Microstructure and mechanical properties of Ni–Cr–Y₂O₃ alloy sintered powder composed of oxide-embedded metallic particles

In this study, oxide (Y₂O₃)-embedded Ni particles were fabricated via a new process. The process involves the mechanical hydrogenation of Ni–Y alloy into Ni–YH₂ and the selective oxidation of Ni–YH₂ to Ni–Y₂O₃. The alloy powders were prepared for sintering by the mechanical alloying of a mixed powder. The powder was prepared with a desired composition (Ni–20wt.%Cr–1.2wt.%Y₂O₃) by adding Ni and Cr powders to the Ni–Y₂O₃ composite prepared by the new process. For comparison, a mixed powder with the same composite was prepared using a conventional mechanical alloying (MA) approach.

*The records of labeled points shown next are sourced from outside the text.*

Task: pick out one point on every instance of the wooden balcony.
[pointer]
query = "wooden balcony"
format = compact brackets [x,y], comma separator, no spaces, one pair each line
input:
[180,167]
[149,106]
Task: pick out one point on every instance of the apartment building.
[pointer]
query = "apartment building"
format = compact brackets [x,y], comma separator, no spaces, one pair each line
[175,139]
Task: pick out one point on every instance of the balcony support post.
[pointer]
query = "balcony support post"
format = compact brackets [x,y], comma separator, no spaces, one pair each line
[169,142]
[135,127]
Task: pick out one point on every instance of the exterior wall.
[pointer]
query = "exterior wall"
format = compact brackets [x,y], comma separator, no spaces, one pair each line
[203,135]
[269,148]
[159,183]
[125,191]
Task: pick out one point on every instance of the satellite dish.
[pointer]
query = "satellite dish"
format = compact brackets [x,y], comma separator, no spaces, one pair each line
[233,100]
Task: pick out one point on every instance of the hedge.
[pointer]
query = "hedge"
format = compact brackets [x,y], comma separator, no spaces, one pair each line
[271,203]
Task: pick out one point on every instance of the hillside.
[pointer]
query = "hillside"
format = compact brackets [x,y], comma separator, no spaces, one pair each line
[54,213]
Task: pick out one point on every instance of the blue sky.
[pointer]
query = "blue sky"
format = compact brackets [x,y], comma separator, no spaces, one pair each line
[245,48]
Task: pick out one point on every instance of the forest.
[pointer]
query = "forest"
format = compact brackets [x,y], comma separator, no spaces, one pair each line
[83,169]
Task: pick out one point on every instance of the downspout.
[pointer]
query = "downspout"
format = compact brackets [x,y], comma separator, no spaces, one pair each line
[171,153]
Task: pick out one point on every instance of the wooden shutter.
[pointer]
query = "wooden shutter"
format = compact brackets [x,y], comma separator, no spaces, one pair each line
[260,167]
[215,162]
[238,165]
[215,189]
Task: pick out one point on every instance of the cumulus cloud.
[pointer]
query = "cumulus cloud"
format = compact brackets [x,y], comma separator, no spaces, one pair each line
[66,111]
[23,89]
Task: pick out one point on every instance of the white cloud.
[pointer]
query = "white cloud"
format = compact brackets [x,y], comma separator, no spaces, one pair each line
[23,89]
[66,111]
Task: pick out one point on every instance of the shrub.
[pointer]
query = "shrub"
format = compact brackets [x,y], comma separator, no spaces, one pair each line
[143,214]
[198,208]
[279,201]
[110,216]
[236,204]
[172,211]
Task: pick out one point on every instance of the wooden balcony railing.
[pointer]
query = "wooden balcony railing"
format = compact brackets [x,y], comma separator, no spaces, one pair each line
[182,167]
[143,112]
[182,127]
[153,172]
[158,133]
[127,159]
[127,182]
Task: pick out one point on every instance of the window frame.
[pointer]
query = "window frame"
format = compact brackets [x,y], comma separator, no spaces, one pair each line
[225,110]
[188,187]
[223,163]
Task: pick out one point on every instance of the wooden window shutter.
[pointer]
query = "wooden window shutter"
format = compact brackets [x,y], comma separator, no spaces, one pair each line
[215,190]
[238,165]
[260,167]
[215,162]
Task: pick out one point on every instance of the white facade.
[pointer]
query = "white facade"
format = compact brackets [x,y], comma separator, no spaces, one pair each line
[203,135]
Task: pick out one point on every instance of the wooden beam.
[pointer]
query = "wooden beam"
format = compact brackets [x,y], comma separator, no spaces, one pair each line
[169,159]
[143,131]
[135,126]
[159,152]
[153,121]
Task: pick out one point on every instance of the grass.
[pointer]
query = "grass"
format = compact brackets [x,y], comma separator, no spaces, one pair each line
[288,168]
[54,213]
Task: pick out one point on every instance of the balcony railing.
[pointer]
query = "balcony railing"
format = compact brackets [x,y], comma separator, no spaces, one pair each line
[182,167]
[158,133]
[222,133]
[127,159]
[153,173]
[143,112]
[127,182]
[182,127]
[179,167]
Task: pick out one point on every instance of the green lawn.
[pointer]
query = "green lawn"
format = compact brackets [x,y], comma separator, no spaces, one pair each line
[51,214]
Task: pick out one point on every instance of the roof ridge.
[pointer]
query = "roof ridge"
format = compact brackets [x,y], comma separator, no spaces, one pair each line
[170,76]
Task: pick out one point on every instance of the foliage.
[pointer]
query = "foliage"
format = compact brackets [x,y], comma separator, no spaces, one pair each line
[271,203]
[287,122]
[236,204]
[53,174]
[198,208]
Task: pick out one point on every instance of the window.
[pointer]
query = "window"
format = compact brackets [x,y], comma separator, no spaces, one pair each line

Samples of the two powders were sintered by SPS at 850, 900, 950, and 1,000 ^oC. The relative densities of all samples were higher than 99.7% at all sintering temperatures. The oxide particles and matrix grain sizes of the Ni–20Cr–1.2Y₂O₃ alloy prepared by this new process were finer than those in alloys fabricated by conventional MA processes. Therefore, the improvement in the mechanical properties of the Ni–20Cr–1.2Y₂O₃ alloy prepared by the new process was attributed to the refinement of the oxide particles.